I am trying to configure a site to site VPN using the (new?) if_ipsec 
interfaces [1]. One endpoint is FreeBSD 11.1-RELEASE whereas the other 
will be a RPi (Raspbian 9.4 stretch running libreswan).

The public IPs involved are all IPv6 and the goal is to tunnel IPv4 traffic.

Currently I am struggling with the FreeBSD side (which is using racoon 
if that is relevant).

The documentation [1] states:

"When the if_ipsec interface is configured, it automatically creates 
special security policies.  These policies can be used to acquire 
security associations from the IKE daemon, which are needed for 
establishing an IPsec tunnel."

But it does not say HOW to do that.

My interpretation of [2]'s statement:

"If no security association is found, the packet is put on hold and the 
IKE daemon is asked to negotiate an appropriate one."

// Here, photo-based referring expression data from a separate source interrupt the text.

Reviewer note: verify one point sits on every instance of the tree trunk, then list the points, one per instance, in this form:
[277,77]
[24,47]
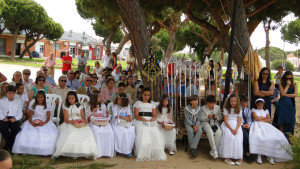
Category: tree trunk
[134,19]
[267,47]
[242,43]
[169,50]
[13,45]
[125,39]
[109,39]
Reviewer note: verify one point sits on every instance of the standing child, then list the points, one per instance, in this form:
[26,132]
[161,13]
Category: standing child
[246,124]
[165,115]
[74,141]
[122,125]
[38,134]
[211,115]
[104,135]
[23,97]
[10,116]
[265,139]
[192,114]
[231,144]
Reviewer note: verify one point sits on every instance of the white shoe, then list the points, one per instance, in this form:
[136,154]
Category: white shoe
[238,163]
[271,160]
[229,162]
[259,161]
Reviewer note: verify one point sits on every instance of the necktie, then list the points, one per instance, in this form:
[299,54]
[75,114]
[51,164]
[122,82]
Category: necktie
[88,91]
[244,117]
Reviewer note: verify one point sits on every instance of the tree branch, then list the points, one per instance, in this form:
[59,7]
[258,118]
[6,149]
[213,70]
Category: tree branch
[260,9]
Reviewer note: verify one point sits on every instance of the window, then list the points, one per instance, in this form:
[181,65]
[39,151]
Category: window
[56,46]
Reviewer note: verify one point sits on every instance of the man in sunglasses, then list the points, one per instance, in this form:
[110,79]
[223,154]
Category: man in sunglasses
[72,83]
[87,88]
[62,88]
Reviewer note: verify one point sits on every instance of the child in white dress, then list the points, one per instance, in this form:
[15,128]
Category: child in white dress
[104,135]
[39,133]
[149,142]
[231,144]
[74,141]
[122,125]
[165,115]
[211,115]
[265,139]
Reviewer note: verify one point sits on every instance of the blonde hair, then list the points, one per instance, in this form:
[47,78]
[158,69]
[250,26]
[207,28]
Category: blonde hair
[227,104]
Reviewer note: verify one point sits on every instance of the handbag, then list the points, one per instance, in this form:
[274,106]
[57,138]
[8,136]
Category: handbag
[122,122]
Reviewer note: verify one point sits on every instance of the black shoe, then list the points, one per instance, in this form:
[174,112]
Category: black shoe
[194,152]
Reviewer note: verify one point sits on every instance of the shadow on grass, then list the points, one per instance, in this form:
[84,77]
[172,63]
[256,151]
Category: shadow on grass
[36,162]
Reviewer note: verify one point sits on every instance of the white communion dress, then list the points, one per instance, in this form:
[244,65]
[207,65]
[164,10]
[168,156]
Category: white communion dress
[75,142]
[104,135]
[266,140]
[149,142]
[169,135]
[231,146]
[124,136]
[38,140]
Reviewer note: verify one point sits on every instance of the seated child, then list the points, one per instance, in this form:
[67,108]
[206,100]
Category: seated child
[122,125]
[39,133]
[246,124]
[192,121]
[104,135]
[211,115]
[164,115]
[265,139]
[10,116]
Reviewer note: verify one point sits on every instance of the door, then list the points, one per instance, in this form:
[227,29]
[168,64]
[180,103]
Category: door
[2,46]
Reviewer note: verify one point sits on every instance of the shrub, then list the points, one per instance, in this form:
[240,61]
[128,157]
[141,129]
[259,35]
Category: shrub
[288,65]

is that it should somehow be automagic. But in my current configuration, 
that does not happen. I never see FreeBSD initiate any IKE traffic 
(500/udp) and 'setkey -D' always reports "No SAD entries.".

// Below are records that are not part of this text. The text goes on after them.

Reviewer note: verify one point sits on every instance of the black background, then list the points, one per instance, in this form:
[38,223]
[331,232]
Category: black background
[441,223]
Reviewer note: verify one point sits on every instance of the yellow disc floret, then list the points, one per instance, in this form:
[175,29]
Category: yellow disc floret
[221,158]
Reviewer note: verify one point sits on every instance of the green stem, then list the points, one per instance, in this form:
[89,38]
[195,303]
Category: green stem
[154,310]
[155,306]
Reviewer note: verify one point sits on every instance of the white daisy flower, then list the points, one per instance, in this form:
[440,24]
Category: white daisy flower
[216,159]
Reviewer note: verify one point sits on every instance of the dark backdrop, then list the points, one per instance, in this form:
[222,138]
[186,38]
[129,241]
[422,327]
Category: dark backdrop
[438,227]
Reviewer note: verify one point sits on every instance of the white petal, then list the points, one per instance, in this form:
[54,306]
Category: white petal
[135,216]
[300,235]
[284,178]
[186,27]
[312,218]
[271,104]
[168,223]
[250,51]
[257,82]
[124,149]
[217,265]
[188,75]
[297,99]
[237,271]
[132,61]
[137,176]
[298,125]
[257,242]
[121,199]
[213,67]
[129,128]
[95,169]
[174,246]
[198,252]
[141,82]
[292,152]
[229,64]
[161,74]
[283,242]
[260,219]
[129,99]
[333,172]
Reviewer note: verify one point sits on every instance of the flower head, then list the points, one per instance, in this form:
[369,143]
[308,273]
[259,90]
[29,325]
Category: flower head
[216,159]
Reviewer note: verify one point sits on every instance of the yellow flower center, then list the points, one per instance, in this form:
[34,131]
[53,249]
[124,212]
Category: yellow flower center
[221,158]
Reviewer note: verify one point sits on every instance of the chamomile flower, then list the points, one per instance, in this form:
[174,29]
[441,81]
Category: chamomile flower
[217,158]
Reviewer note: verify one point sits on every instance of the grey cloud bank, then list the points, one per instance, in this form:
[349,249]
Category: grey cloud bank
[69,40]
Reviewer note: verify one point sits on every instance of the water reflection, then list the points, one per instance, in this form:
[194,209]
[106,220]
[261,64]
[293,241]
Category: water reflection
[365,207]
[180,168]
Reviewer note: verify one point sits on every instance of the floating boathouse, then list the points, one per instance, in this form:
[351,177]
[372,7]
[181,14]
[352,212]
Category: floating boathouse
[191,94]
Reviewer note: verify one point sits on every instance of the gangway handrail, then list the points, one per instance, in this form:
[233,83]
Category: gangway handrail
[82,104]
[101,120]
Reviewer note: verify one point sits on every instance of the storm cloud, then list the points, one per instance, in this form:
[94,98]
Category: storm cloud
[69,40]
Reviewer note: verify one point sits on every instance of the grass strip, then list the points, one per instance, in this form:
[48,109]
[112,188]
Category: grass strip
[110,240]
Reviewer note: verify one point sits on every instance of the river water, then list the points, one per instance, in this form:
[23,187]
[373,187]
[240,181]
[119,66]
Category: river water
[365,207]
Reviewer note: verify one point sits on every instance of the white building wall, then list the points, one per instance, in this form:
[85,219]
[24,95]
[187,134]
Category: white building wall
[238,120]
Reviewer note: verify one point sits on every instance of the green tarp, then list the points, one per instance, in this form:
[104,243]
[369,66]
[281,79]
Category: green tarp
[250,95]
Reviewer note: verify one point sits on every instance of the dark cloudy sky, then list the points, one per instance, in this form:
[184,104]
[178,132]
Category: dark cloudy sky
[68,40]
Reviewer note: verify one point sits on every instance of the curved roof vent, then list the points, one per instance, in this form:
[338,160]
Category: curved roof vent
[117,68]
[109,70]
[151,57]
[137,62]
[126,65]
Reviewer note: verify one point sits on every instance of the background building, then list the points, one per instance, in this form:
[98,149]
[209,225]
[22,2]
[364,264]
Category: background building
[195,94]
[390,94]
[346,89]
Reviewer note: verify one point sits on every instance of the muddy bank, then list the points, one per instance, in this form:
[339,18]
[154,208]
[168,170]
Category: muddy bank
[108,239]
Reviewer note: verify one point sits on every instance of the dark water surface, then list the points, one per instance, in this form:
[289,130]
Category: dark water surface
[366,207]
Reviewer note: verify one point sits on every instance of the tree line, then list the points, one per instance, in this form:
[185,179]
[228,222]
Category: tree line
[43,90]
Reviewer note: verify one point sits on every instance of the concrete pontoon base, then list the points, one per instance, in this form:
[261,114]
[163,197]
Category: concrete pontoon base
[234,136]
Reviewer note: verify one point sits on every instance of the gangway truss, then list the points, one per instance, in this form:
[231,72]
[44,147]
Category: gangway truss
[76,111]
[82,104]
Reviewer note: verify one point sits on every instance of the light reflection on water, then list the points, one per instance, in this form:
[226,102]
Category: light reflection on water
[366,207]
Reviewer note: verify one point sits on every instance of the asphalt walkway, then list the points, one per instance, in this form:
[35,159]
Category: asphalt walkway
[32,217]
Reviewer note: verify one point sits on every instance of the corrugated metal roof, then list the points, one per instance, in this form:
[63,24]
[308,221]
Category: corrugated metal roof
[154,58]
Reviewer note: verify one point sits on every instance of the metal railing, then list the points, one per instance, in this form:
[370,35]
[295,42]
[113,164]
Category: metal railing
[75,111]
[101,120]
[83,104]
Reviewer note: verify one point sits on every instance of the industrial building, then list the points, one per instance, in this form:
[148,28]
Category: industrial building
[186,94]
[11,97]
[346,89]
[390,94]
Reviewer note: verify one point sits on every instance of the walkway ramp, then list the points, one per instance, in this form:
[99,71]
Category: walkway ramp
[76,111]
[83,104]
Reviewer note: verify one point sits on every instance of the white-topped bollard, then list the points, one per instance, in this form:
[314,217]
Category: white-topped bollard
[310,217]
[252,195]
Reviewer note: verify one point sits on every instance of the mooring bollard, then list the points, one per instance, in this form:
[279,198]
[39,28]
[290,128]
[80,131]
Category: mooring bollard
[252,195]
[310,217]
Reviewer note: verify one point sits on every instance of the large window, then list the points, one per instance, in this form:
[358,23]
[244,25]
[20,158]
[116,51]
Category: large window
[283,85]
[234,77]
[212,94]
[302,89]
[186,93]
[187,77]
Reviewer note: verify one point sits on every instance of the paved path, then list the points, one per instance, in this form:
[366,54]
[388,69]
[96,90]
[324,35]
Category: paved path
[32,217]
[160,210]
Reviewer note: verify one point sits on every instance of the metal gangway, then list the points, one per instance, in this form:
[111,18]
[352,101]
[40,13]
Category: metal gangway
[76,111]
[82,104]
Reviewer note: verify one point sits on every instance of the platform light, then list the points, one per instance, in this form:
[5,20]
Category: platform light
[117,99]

I have the 'ipsec0' interface configured and I do see the SPD entry with 
'setkey -D -P [-t]':

-----
# setkey -D -P -t
0.0.0.0/0[any] 0.0.0.0/0[any] any
  in ipsec
  esp/tunnel/<remote IPv6>-<local IPv6>/unique:100
  spid=75 seq=3 pid=10410 scope=ifnet ifname=ipsec0
  refcnt=1
::/0[any] ::/0[any] any
  in ipsec
  esp/tunnel/<remote IPv6>-<local IPv6>/unique:100
  spid=77 seq=2 pid=10410 scope=ifnet ifname=ipsec0
  refcnt=1
0.0.0.0/0[any] 0.0.0.0/0[any] any
  out ipsec
  esp/tunnel/<local IPv6>-<remote IPv6>/unique:100
  spid=76 seq=1 pid=10410 scope=ifnet ifname=ipsec0
  refcnt=1
::/0[any] ::/0[any] any
  out ipsec
  esp/tunnel/<local IPv6>-<remote IPv6>/unique:100
  spid=78 seq=0 pid=10410 scope=ifnet ifname=ipsec0
  refcnt=1
-----

And traffic to my test destination (192.168.112.1) is routed to 'ipsec0':
-----
# route -n show 192.168.112.1
    route to: 192.168.112.1
destination: 192.168.112.0
        mask: 255.255.255.0
         fib: 0
   interface: ipsec0
       flags: <UP,DONE,STATIC>
  recvpipe  sendpipe  ssthresh  rtt,msec    mtu        weight    expire
        0         0         0         0      1400         1         0
-----

By applying some "reverse logic" to another statement in [2]:

"When a matching policy is found, the kernel will look for a 
corresponding security association"

I deduct that maybe for some reason my traffic does not match the 
existing policy. But I do not see (or understand) why? Any traffic 
through 'ipsec0' should match that policy, no? I am under the impression 
that this is one of the basic ideas of having 'ipsec0' in the first 
place ("it automatically creates special security policies")?

The example on [1] uses 'setkey -c' to manually configure the SA which 
is something I do not want to (and cannot) do.

Can anybody point me in the right direction (be it more documentation or 
a working config example)? That would be awesome.


Best regards
andreas

Ps.: I have tried the "old" approach which I know better using 'gif' 
interfaces. With that I have managed to get racoon negotiate SAs for the 
same tunnel (i.e. with libreswan on the RPi). Unfortunately I cannot 
wrap my head around the routing with that approach (no 'gif' on 
Raspbian). And the documentation also mentions this as a limitation of 
'gif' [3]: "you cannot usually use gif to talk with IPsec devices that 
use IPsec tunnel mode"

[1] https://www.freebsd.org/cgi/man.cgi?query=if_ipsec
[2] https://vincent.bernat.im/en/blog/2017-route-based-vpn
[3] https://www.freebsd.org/cgi/man.cgi?query=gif

-- 
Stell dir vor es geht und keiner kriegt's hin.